Double ligation of the infundibulopelvic (IP) ligament is not required based on current evidence, as simple single ligation techniques have proven equally safe and effective with no increase in complications while offering shorter operative times.

Evidence from Surgical Ligation Studies

The question of double versus single ligation has been extensively studied in the context of surgical ligature techniques, and the evidence consistently supports simple ligation:

  • Simple ligation is superior to more complex techniques including stump inversion and double ligation methods, showing similar major morbidity and infectious complications while providing shorter operative times, less postoperative ileus, and quicker recovery 1.

  • A systematic review and meta-analysis of 11 RCTs including 2,634 patients demonstrated that simple ligation had significantly better clinical outcomes compared to more complex closure methods, with no difference in postoperative infections 1.

Modern Surgical Techniques for IP Ligament

Current surgical practice for IP ligament management during oophorectomy and related procedures emphasizes:

  • Bipolar coagulation followed by scissors division is the standard technique for IP ligament transection, with no reported intraoperative or late complications in case series 2.
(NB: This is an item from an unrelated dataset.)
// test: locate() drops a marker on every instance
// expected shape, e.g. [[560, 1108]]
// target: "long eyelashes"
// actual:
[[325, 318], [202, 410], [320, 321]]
  • Single-step ligation or energy device application is sufficient for hemostasis of the IP ligament, as meticulous surgical technique and knowledge of retroperitoneal anatomy are more important than double ligation 2, 3.
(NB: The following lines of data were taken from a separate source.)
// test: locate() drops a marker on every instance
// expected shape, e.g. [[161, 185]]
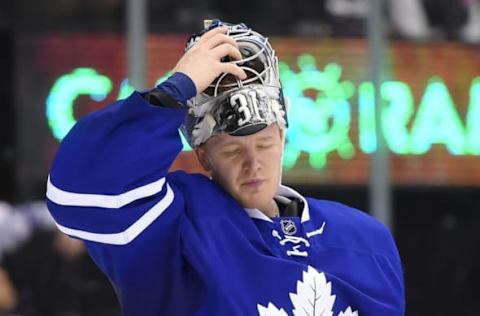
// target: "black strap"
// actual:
[[160, 98]]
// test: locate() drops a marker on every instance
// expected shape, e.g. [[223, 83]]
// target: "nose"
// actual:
[[251, 163]]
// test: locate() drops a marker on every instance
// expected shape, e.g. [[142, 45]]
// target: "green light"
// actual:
[[321, 125], [437, 121], [366, 120], [320, 112], [396, 115], [473, 118], [65, 90]]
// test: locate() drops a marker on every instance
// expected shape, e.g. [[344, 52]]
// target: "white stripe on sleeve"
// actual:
[[66, 198], [129, 234]]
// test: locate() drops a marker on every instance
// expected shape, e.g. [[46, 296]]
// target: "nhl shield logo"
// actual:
[[288, 227]]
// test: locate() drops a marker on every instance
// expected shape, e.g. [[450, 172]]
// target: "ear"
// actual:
[[203, 158]]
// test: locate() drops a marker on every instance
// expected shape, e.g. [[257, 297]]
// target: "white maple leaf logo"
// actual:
[[313, 298]]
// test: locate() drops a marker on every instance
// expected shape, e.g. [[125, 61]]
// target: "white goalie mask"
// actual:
[[233, 106]]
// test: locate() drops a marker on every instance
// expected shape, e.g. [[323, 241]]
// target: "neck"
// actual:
[[271, 209]]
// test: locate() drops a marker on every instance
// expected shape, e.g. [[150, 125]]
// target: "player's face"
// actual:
[[248, 167]]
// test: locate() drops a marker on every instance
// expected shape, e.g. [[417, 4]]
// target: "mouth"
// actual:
[[253, 183]]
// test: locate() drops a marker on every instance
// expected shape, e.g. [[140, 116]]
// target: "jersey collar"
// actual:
[[288, 193]]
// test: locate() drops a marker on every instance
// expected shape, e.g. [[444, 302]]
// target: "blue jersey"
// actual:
[[178, 244]]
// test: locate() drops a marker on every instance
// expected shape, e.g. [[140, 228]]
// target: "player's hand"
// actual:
[[202, 63]]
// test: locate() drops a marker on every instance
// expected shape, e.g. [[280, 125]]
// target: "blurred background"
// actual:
[[384, 113]]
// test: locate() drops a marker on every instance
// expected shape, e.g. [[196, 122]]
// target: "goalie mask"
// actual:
[[233, 106]]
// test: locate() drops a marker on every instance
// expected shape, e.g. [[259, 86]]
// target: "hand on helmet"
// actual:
[[203, 62]]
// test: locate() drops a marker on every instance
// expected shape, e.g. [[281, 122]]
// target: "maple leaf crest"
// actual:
[[313, 298]]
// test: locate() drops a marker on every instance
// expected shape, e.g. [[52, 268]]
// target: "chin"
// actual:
[[254, 203]]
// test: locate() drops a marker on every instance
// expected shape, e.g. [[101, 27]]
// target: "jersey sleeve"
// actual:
[[108, 179]]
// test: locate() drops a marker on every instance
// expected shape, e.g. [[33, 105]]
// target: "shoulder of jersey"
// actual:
[[351, 229]]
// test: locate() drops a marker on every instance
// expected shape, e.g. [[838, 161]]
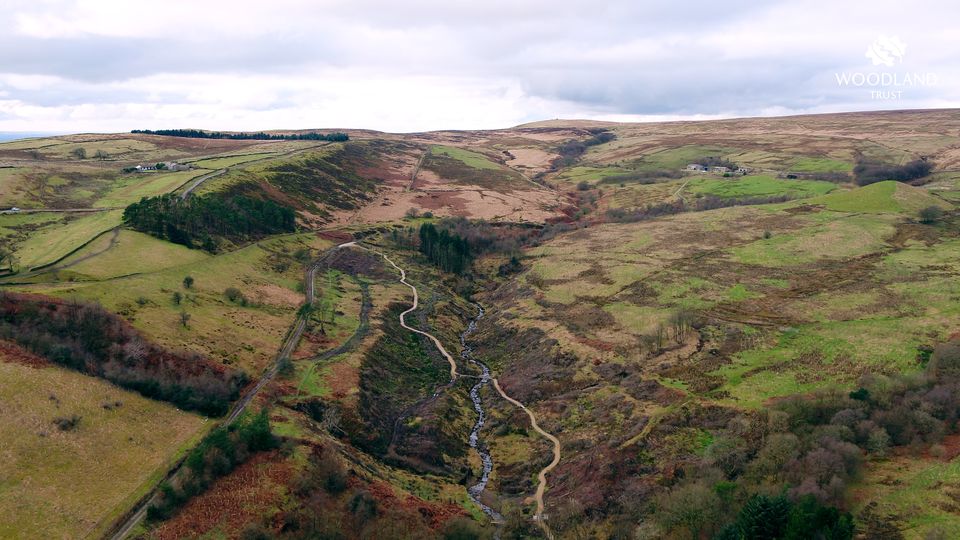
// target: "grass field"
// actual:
[[882, 197], [132, 187], [132, 253], [58, 239], [230, 161], [471, 159], [66, 484], [821, 165], [758, 186], [245, 336], [679, 157]]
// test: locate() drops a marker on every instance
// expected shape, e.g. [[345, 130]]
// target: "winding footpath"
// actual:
[[542, 476], [416, 299], [133, 518]]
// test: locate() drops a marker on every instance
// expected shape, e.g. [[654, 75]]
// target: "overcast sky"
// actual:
[[401, 65]]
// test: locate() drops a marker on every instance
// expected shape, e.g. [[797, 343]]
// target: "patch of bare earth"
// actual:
[[243, 496], [15, 354]]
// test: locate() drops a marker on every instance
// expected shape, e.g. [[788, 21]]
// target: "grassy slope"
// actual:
[[63, 484], [758, 186], [245, 336], [133, 253], [59, 239]]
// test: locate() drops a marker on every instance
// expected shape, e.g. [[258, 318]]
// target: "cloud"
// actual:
[[431, 64]]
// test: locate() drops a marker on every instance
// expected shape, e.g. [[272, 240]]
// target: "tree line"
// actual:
[[784, 472], [258, 136], [220, 452], [870, 172], [89, 339], [199, 221], [449, 252]]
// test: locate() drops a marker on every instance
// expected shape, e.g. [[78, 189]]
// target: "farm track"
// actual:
[[351, 343], [62, 210], [219, 172], [542, 475], [133, 518]]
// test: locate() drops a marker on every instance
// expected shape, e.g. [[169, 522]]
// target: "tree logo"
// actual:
[[886, 51]]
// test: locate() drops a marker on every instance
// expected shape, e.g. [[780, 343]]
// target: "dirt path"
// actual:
[[542, 476], [136, 515], [416, 299], [677, 193], [200, 180], [61, 210], [416, 170]]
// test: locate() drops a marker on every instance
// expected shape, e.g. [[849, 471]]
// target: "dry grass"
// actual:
[[64, 484]]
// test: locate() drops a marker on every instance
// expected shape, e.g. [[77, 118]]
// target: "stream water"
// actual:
[[475, 442]]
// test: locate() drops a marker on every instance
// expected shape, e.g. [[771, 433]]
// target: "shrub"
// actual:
[[233, 294], [931, 214], [219, 453], [87, 338], [67, 423], [869, 172]]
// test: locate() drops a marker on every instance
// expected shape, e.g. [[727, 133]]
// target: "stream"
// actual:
[[475, 442]]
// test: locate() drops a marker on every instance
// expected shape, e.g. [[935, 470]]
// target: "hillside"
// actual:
[[699, 313]]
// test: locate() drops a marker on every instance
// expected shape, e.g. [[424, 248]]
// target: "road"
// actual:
[[196, 183], [60, 210], [120, 531], [403, 322], [542, 476]]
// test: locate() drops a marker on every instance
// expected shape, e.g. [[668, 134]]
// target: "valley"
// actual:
[[555, 330]]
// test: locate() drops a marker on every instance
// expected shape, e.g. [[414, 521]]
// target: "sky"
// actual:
[[417, 65]]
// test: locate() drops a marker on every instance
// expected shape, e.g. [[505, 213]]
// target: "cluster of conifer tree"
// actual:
[[449, 252], [198, 221], [258, 136]]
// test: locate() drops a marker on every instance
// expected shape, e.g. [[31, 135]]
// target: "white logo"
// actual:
[[886, 51]]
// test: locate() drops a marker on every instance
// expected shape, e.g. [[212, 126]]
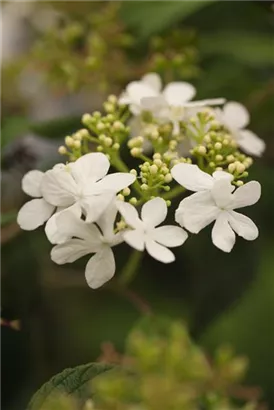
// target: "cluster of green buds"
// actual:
[[164, 370]]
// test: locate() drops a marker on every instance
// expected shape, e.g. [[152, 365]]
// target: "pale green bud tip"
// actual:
[[86, 118], [201, 150], [77, 144], [120, 197], [153, 169], [69, 141], [168, 178], [108, 142], [144, 187], [126, 192], [112, 99], [62, 150], [133, 200]]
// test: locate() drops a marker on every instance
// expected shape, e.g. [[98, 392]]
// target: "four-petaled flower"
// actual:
[[215, 200], [174, 103], [86, 238], [145, 235], [235, 117]]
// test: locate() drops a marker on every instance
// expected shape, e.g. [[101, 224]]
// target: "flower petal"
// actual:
[[135, 239], [178, 92], [154, 212], [67, 224], [100, 268], [31, 183], [34, 213], [130, 214], [70, 251], [59, 188], [222, 235], [159, 252], [191, 177], [243, 226], [222, 193], [153, 80], [169, 235], [251, 143], [106, 221], [114, 182], [95, 205], [197, 211], [235, 115], [90, 168], [246, 195]]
  • Laparoscopic procedures involving IP ligament manipulation, including ovarian transposition and oophorectomy, routinely use single ligation or energy device sealing without double ligation, with excellent safety profiles 4, 3.

Clinical Rationale Against Double Ligation

The evidence against routine double ligation includes:

  • No clinical advantage has been demonstrated for double ligation over single ligation in terms of bleeding complications, with simple techniques being more cost-effective and time-efficient 1.

  • Operative time is significantly reduced with simple ligation techniques, which translates to decreased anesthesia exposure and overall surgical risk 1.

  • Modern energy devices (bipolar coagulation, ultrasonic devices) provide adequate hemostasis with single application, making double ligation redundant 2, 3.

Important Caveats

  • Meticulous surgical technique is paramount: The key to preventing bleeding complications is proper identification of vascular structures, adequate visualization, and complete hemostasis verification rather than double ligation 2, 5.

  • Anatomical knowledge is critical: Understanding the relationship of the IP ligament to the ureter and other pelvic structures is more important than the number of ligations applied 5.

  • In cases of bulky or edematous tissue, ensure complete vessel sealing with energy devices or verify secure knot placement with single ligation rather than defaulting to double ligation 2.

Professional Medical Disclaimer

This information is intended for healthcare professionals. Any medical decision-making should rely on clinical judgment and independently verified information. The content provided herein does not replace professional discretion and should be considered supplementary to established clinical guidelines. Healthcare providers should verify all information against primary literature and current practice standards before application in patient care. Dr.Oracle assumes no liability for clinical decisions based on this content.